I was actually excited by the concept. I’d found that I loved running. Now, that wasn’t to say that I was a good runner, but I ran. I was slow as molasses, but it was something.
He narrowed his eyes. “I was considering it. Why?”
“Can I run with you?” I asked curiously.
His eyes roamed down my body.
“Is that what you’ve been doing to get those legs?” he asked casually.
I looked down at my legs.
I hadn’t really noticed them being all that ‘great.’ What I had noticed was that they were getting so big that they barely fit into even my stretchiest of jeans anymore.
“I had a lot of free time in Germany,” I admitted. “So I taught myself how to run. I also started lifting weights and doing some core exercises. My arms are still pretty wimpy, though.”

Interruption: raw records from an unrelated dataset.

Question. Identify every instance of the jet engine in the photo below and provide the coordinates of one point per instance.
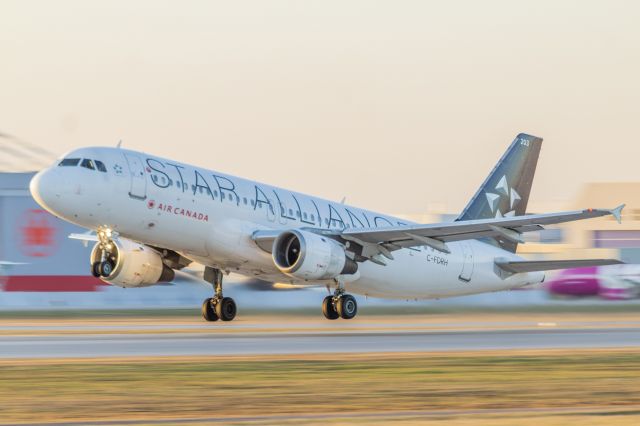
(309, 256)
(125, 263)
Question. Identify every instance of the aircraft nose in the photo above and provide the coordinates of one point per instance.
(43, 189)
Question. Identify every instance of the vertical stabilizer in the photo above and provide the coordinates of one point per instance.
(506, 190)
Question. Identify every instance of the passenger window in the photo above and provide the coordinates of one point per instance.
(101, 167)
(69, 162)
(88, 164)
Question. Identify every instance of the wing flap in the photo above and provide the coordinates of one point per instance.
(401, 236)
(519, 266)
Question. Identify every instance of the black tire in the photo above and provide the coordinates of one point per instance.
(96, 270)
(226, 309)
(106, 268)
(208, 313)
(347, 307)
(328, 310)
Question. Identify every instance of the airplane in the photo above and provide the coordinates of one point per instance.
(152, 216)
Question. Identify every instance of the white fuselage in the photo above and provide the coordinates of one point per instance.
(210, 217)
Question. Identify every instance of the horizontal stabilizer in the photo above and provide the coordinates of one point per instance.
(515, 267)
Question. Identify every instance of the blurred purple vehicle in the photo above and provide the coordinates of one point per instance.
(615, 282)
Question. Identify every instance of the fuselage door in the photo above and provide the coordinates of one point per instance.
(138, 188)
(467, 262)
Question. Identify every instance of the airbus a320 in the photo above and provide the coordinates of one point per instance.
(153, 216)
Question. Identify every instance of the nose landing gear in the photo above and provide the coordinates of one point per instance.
(340, 305)
(217, 307)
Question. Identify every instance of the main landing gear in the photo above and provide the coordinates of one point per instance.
(217, 307)
(340, 305)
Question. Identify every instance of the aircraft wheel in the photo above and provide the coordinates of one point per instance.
(106, 268)
(95, 269)
(226, 309)
(328, 310)
(208, 313)
(347, 306)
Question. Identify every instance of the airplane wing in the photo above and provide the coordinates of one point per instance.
(518, 266)
(84, 237)
(375, 243)
(385, 240)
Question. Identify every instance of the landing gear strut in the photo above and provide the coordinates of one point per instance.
(340, 305)
(217, 307)
(108, 255)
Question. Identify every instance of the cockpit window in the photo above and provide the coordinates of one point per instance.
(69, 162)
(88, 164)
(100, 166)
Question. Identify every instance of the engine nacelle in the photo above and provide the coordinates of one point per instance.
(135, 265)
(309, 256)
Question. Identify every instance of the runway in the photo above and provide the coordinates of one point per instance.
(284, 339)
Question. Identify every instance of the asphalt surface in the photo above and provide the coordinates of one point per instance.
(293, 341)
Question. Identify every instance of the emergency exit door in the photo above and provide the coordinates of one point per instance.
(138, 187)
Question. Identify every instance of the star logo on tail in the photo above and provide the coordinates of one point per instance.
(502, 189)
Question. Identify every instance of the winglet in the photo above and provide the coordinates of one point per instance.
(617, 212)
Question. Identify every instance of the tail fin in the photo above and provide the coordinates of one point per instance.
(506, 190)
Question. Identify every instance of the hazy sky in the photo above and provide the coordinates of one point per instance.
(398, 105)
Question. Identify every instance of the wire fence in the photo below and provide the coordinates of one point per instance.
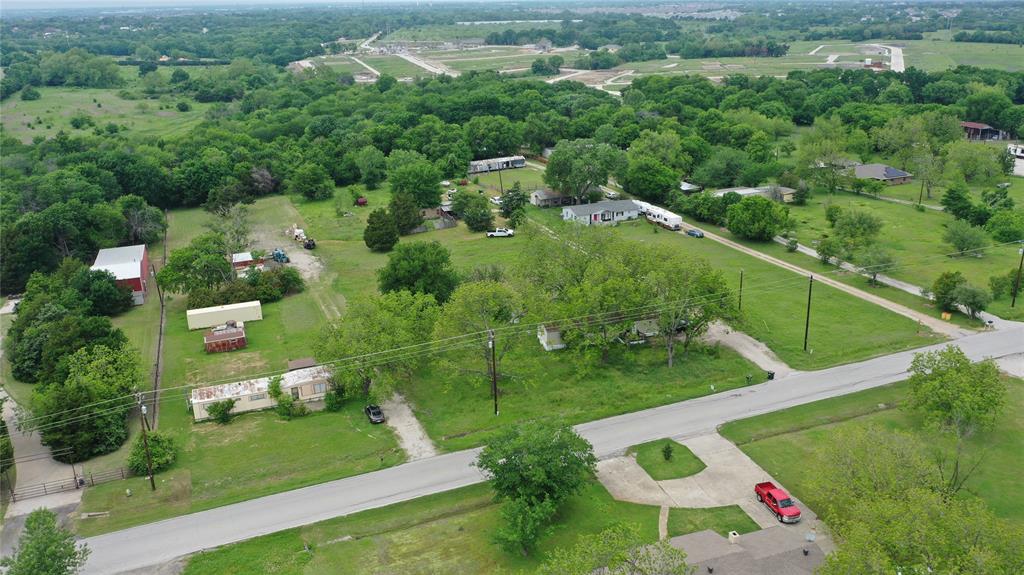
(70, 484)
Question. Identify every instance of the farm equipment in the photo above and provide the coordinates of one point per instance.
(280, 256)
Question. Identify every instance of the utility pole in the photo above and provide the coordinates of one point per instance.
(494, 367)
(807, 322)
(145, 443)
(1017, 284)
(740, 290)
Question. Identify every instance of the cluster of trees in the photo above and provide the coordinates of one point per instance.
(918, 489)
(694, 46)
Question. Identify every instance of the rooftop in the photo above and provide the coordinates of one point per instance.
(597, 208)
(260, 385)
(879, 172)
(124, 262)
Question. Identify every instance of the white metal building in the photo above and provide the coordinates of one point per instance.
(220, 315)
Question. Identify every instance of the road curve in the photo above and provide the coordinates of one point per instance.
(160, 542)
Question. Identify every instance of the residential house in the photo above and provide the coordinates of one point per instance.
(548, 197)
(220, 315)
(883, 173)
(228, 337)
(305, 385)
(550, 337)
(494, 164)
(979, 131)
(602, 213)
(128, 265)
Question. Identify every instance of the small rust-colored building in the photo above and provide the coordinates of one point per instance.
(226, 338)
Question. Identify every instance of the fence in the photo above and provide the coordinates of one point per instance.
(76, 482)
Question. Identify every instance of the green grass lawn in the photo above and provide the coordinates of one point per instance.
(719, 520)
(454, 402)
(783, 441)
(651, 458)
(257, 454)
(394, 65)
(844, 328)
(52, 113)
(443, 533)
(914, 238)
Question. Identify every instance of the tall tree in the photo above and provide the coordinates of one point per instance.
(45, 548)
(421, 267)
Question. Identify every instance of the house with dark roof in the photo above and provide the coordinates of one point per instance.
(602, 213)
(979, 131)
(883, 173)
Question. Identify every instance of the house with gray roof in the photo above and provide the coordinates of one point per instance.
(602, 213)
(881, 172)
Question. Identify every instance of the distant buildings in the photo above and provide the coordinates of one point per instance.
(495, 164)
(128, 266)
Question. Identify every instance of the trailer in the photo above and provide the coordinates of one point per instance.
(660, 216)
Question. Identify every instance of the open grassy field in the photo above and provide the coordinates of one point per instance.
(650, 456)
(442, 533)
(53, 112)
(393, 65)
(258, 453)
(457, 32)
(843, 328)
(937, 53)
(781, 442)
(915, 240)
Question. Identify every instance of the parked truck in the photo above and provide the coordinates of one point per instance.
(777, 501)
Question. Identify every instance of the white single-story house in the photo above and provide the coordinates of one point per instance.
(309, 384)
(128, 265)
(602, 213)
(550, 337)
(494, 164)
(220, 315)
(548, 197)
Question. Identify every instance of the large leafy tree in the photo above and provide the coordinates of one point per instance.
(757, 218)
(421, 267)
(200, 265)
(371, 327)
(419, 179)
(45, 548)
(99, 392)
(577, 168)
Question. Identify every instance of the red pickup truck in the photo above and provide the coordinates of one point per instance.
(777, 501)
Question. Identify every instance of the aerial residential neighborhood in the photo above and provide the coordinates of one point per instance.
(627, 288)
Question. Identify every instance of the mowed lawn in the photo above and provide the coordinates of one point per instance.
(914, 238)
(53, 112)
(783, 442)
(258, 453)
(843, 328)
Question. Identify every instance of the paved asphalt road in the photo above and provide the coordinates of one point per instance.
(159, 542)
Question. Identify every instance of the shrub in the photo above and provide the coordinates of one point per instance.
(220, 411)
(944, 290)
(163, 451)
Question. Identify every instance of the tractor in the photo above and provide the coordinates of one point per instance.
(280, 256)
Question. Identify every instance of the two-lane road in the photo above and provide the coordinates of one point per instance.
(159, 542)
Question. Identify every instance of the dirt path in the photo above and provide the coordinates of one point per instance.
(936, 324)
(412, 437)
(749, 348)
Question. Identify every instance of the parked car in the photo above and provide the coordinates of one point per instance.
(777, 501)
(374, 413)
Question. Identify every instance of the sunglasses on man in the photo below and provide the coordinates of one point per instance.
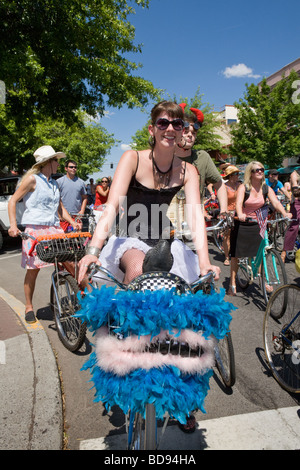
(196, 125)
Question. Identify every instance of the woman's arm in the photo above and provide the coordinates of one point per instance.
(276, 204)
(195, 220)
(240, 195)
(27, 185)
(102, 191)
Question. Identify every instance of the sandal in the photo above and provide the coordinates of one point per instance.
(231, 290)
(190, 425)
(30, 317)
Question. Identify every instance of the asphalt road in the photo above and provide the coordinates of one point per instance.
(255, 389)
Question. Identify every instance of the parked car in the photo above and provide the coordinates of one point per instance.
(8, 186)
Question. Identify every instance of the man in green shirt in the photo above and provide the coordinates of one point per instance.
(208, 172)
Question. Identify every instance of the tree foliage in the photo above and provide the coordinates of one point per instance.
(59, 57)
(268, 127)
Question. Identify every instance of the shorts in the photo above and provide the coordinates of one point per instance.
(32, 261)
(186, 263)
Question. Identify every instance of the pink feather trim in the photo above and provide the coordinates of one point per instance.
(122, 356)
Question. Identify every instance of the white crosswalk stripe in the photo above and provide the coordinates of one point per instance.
(264, 430)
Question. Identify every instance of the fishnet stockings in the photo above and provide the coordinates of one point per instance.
(131, 263)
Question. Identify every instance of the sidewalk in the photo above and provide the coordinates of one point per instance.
(30, 399)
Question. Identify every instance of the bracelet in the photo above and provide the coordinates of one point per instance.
(93, 250)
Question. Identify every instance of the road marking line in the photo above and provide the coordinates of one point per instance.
(10, 256)
(263, 430)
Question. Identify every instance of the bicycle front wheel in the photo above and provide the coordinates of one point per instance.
(71, 330)
(282, 337)
(224, 355)
(142, 434)
(279, 234)
(273, 274)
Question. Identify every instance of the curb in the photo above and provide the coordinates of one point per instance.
(32, 414)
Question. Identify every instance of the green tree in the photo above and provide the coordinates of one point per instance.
(57, 57)
(268, 127)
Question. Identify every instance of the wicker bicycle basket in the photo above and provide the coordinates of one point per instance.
(65, 247)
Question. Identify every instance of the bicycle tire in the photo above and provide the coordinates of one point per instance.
(143, 435)
(71, 330)
(242, 276)
(282, 345)
(224, 354)
(273, 256)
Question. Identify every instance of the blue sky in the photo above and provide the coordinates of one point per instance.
(218, 46)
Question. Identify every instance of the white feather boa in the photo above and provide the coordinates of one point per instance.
(121, 356)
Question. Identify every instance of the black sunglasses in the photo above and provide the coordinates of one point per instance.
(196, 125)
(162, 124)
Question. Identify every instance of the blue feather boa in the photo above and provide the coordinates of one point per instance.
(144, 313)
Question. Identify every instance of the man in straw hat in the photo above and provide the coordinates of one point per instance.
(43, 209)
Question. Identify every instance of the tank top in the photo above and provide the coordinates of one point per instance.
(99, 199)
(41, 205)
(252, 204)
(145, 211)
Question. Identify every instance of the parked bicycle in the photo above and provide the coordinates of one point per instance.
(267, 266)
(281, 336)
(218, 228)
(155, 347)
(60, 249)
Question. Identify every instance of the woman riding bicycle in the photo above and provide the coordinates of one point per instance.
(150, 179)
(41, 216)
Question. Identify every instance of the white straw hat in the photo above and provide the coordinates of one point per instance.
(46, 152)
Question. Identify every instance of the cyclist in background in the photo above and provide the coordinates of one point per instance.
(199, 158)
(245, 236)
(73, 192)
(292, 232)
(43, 207)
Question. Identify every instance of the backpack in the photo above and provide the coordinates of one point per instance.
(265, 189)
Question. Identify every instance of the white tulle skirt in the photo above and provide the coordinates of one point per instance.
(186, 264)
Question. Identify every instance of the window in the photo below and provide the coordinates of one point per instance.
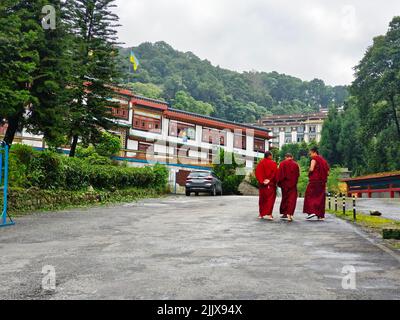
(120, 112)
(259, 145)
(182, 130)
(214, 136)
(147, 121)
(239, 141)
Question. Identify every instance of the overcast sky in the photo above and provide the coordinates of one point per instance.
(309, 38)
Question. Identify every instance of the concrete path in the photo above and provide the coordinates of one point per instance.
(191, 248)
(390, 208)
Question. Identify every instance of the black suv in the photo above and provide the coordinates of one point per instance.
(200, 181)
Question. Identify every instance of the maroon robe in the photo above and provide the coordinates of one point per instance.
(267, 169)
(314, 200)
(289, 173)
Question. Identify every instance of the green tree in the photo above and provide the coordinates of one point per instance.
(148, 90)
(377, 83)
(330, 136)
(184, 101)
(93, 26)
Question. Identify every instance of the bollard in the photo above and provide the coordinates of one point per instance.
(344, 204)
(335, 202)
(329, 201)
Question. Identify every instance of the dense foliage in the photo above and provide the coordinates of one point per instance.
(366, 136)
(241, 97)
(51, 171)
(57, 81)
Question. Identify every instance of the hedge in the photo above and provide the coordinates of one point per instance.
(51, 171)
(33, 199)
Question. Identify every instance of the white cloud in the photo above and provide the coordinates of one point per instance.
(308, 39)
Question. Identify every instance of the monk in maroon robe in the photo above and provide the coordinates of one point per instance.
(314, 201)
(288, 177)
(266, 174)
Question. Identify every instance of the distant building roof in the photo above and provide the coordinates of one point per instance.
(374, 176)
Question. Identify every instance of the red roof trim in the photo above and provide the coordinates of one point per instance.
(212, 123)
(147, 103)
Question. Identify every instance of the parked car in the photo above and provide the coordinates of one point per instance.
(200, 181)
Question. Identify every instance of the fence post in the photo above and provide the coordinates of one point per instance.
(335, 202)
(344, 204)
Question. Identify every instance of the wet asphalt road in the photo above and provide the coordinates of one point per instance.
(191, 248)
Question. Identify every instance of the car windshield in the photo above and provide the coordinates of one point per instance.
(199, 174)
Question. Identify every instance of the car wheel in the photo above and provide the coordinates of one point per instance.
(214, 191)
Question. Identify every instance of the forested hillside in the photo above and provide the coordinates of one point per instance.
(196, 85)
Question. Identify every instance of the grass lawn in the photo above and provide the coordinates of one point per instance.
(371, 223)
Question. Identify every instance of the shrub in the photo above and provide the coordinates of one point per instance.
(76, 174)
(45, 171)
(51, 171)
(109, 145)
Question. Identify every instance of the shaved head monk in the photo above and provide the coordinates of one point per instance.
(314, 201)
(288, 177)
(266, 174)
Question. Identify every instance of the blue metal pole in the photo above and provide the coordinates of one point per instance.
(1, 166)
(5, 191)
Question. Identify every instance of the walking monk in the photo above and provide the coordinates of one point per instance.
(288, 177)
(314, 201)
(266, 174)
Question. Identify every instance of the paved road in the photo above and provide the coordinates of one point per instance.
(197, 248)
(390, 208)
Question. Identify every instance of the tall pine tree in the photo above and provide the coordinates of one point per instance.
(34, 70)
(93, 26)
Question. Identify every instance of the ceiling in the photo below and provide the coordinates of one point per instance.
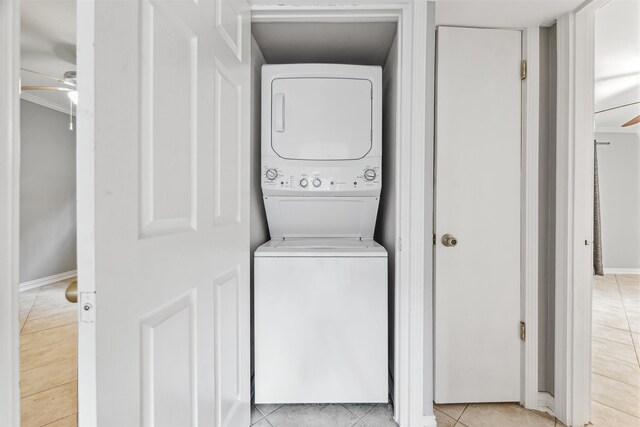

He looked at my arms, which I’d held up to show him in the universal sign of ‘check out these guns’ and waited for him to comment.
He didn’t disappoint.
“You should probably put those deadly weapons away,” he suggested teasingly. “It’s illegal to have unregistered firearms in this hotel.”
I snickered and once again stood up from my slouch on the bed.
My legs were tired, and my feet were hurting terribly.
But the thought of going to run with him was making me excited.
As long as he waited until it was closer to night time and I could run without the blazing sun shining down on me.
“As for the shoes, I brought them to go do a workout in at the hotel gym.” He paused. “But I can go for a run with you as long as you don’t expect me to run fast. I don’t think I could keep up today. My knees hurt like a bitch.”
“What’s wrong with your knees?
” I asked, using the side table next to the bed to hold myself steady as I bent over and removed my socks from my feet. The right way.
“You just seriously took your socks off where you can slip them back on.” He shuddered. “Who the hell have I married? Only serial killers do that.”
I snorted.
“Next you’re going to tell me that you wear mismatched socks,” I said breathlessly.
God, I loved that he was teasing me.
I loved even more that he’d just openly admitted to being married to me, and not looking the least bit offended by it.
“What’s wrong with mismatched socks?” he asked as he lifted his pant legs up to show me.
That was when I lost it.
He was wearing two different socks. Sure, with his pant legs down, they appeared to be the same, but when he lifted the hem of his jeans up and showed me his ankles, there was no doubting it in my mind.
“You’re wearing an ankle sock and an over the calf sock. Isn’t that uncomfortable for you at all?” I wondered.
He shrugged. “I thought they were the same when I packed them but figured out right quick that they weren’t. But since my only other pair that I brought are dirty, these socks are the winners.”
Grinning wickedly at him, I started at the button of my jeans.
It wasn’t until I had them shimmied down over my hips that I saw that he was no longer playful and sweet.
No, his eyes were hot and intense as he watched my every move.
I paused with my pants halfway over my ass.
“What?” I licked my suddenly dry lips.
“Don’t stop,” he ordered. “Please.”
The rasp in his voice had my knees nearly knocking together.
But I didn’t stop undressing.
Slowly pushing my jeans down my overly well-endowed butt and thighs, I didn’t stop until I reached my ankles.
Unfortunately for me, there was no sexy way to get my skinny jeans off. There was likely someone out there that managed the feat while still looking sexy, but regrettably, this was the only way that I could get them off.
Sitting down on the bed, I hooked my fingers into the hem and stretched them so they fit over my heels. Then, when both sides were done, I stood back up and folded them nicely.
“You’re going to hate living with me,” he said softly. “You’re going to take one look at my bedroom and scream.”